Troisième au classement FIFA derrière l’Allemagne et les États-Unis, la France fait partie des favorites. Reconnues parmi les meilleures joueuses du monde, les Bleues doivent leur notoriété à leur parcours lors de la dernière Coupe du monde en 2011 en Allemagne. Elles s’étaient illustrées en atteignant les demi-finales alors que personne ne les attendait. Si elles ont finalement terminé au pied du podium, elles se sont faites remarquées pour devenir plus populaires auprès du public. « J’ai commencé à suivre l’équipe en 2011. Avant, je ne savais même pas qu’on avait une équipe féminine », confie Élodie. Dans le bar, le drapeau tricolore est élevé, tout est retapissé aux couleurs de l’équipe de France et on peut même boire des pintes dans des gobelets customisés avec les visages des joueuses… presque anonymes. Pourtant, Louisa Necib, Marie-Laure Delie, Eugénie Le Sommer, Wendy Renard ou encore Gaëtane Thiney sont quelques équivalents féminins français de Messi ou Zlatan.

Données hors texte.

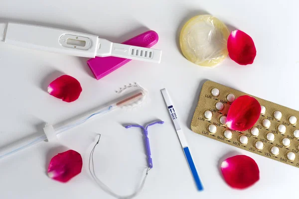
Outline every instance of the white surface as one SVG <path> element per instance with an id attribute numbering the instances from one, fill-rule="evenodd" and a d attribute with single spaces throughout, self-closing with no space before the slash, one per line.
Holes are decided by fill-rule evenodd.
<path id="1" fill-rule="evenodd" d="M 129 130 L 123 125 L 144 125 L 156 119 L 165 123 L 149 131 L 153 168 L 137 199 L 294 198 L 295 192 L 286 190 L 297 190 L 299 169 L 194 133 L 190 124 L 201 86 L 208 79 L 299 109 L 299 92 L 294 92 L 299 73 L 299 6 L 295 0 L 2 0 L 0 18 L 4 20 L 73 30 L 115 42 L 153 29 L 159 36 L 154 47 L 162 50 L 162 56 L 159 64 L 132 61 L 97 81 L 86 58 L 0 44 L 1 145 L 41 132 L 44 121 L 56 124 L 108 102 L 118 96 L 114 91 L 124 84 L 137 82 L 149 92 L 147 103 L 141 107 L 116 110 L 61 134 L 61 145 L 80 153 L 84 164 L 82 173 L 67 184 L 51 180 L 45 174 L 50 158 L 65 150 L 60 145 L 42 142 L 0 160 L 1 199 L 112 199 L 96 185 L 87 170 L 99 133 L 102 137 L 95 151 L 96 172 L 118 194 L 132 193 L 142 178 L 146 156 L 141 131 Z M 177 47 L 179 29 L 191 16 L 206 13 L 231 30 L 235 27 L 252 37 L 257 50 L 254 64 L 239 66 L 227 58 L 210 69 L 183 57 Z M 47 84 L 62 74 L 81 83 L 83 91 L 78 100 L 67 103 L 46 92 Z M 280 84 L 273 84 L 272 80 L 277 77 Z M 196 191 L 163 100 L 160 90 L 163 88 L 179 114 L 204 186 L 202 193 Z M 219 163 L 236 154 L 253 158 L 260 171 L 259 181 L 244 191 L 232 189 L 219 175 Z M 274 191 L 274 187 L 278 188 Z"/>

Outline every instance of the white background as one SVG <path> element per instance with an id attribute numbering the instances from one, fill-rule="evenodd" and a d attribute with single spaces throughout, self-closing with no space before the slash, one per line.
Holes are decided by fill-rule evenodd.
<path id="1" fill-rule="evenodd" d="M 202 84 L 211 80 L 295 109 L 298 98 L 297 1 L 151 0 L 1 0 L 0 20 L 61 28 L 99 35 L 121 42 L 147 30 L 159 36 L 159 64 L 132 61 L 97 81 L 87 58 L 0 44 L 0 143 L 41 133 L 44 122 L 55 124 L 118 97 L 115 91 L 138 82 L 149 91 L 147 103 L 132 111 L 119 109 L 59 137 L 60 144 L 43 142 L 0 160 L 1 199 L 111 199 L 92 181 L 88 157 L 96 133 L 102 139 L 95 152 L 100 179 L 121 195 L 132 193 L 146 166 L 143 136 L 124 124 L 165 121 L 149 130 L 153 168 L 138 199 L 288 198 L 298 190 L 299 169 L 192 132 L 191 120 Z M 210 13 L 230 30 L 251 35 L 257 55 L 242 66 L 227 58 L 209 69 L 188 61 L 178 48 L 182 25 L 195 15 Z M 22 34 L 20 32 L 20 34 Z M 46 38 L 45 38 L 46 39 Z M 77 78 L 83 92 L 67 103 L 46 93 L 61 74 Z M 205 190 L 197 191 L 160 90 L 167 89 Z M 66 149 L 82 155 L 82 172 L 63 184 L 49 179 L 50 158 Z M 243 154 L 259 165 L 260 180 L 244 191 L 232 189 L 219 173 L 227 154 Z"/>

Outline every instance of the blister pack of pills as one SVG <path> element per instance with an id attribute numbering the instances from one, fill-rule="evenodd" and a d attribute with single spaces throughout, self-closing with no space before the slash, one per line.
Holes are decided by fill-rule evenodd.
<path id="1" fill-rule="evenodd" d="M 229 129 L 226 116 L 237 98 L 248 95 L 261 106 L 254 126 L 245 131 Z M 203 87 L 191 128 L 198 134 L 299 167 L 299 111 L 214 82 Z"/>

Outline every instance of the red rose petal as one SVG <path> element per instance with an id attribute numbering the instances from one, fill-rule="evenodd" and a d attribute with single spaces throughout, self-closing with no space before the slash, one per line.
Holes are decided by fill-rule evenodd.
<path id="1" fill-rule="evenodd" d="M 261 114 L 261 105 L 255 98 L 243 96 L 231 105 L 226 117 L 226 125 L 232 130 L 243 131 L 253 126 Z"/>
<path id="2" fill-rule="evenodd" d="M 75 78 L 64 75 L 48 86 L 48 93 L 63 101 L 70 102 L 78 99 L 82 91 L 80 83 Z"/>
<path id="3" fill-rule="evenodd" d="M 257 54 L 252 38 L 239 30 L 232 31 L 228 37 L 227 50 L 231 59 L 241 65 L 252 64 Z"/>
<path id="4" fill-rule="evenodd" d="M 226 183 L 233 188 L 247 188 L 260 179 L 256 162 L 246 155 L 237 155 L 222 162 L 221 172 Z"/>
<path id="5" fill-rule="evenodd" d="M 81 155 L 76 151 L 69 150 L 52 158 L 48 168 L 48 176 L 53 180 L 66 183 L 80 174 L 82 169 Z"/>

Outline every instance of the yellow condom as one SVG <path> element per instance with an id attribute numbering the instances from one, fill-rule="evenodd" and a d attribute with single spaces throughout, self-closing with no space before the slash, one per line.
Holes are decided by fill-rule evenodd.
<path id="1" fill-rule="evenodd" d="M 221 21 L 210 15 L 195 16 L 184 25 L 179 36 L 183 54 L 199 66 L 212 67 L 227 56 L 229 31 Z"/>

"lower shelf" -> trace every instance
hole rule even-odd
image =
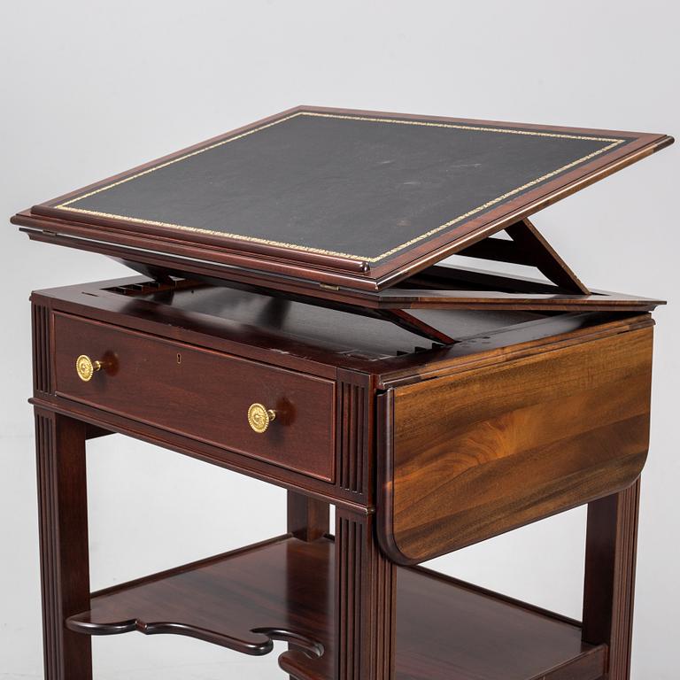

Aujourd’hui, les Françaises sont davantage médiatisées. La chaîne Eurosport consacre par exemple une émission hebdomadaire exclusivement réservée au football féminin, « Femmes 2 foot ». « Elles sont dans le Panini surtout! », s’enthousiasme Ayoub qui avoue être un collectionneur. Dimanche soir, le match contre la Corée du Sud sur W9 a rassemblé 2,8 millions de téléspectateurs marquant le record historique de la chaîne et la meilleure audience pour un match de football sur la TNT avec un pic d’audience à 3,8 millions de téléspectateurs, selon la société de mesure d’audience Médiamétrie.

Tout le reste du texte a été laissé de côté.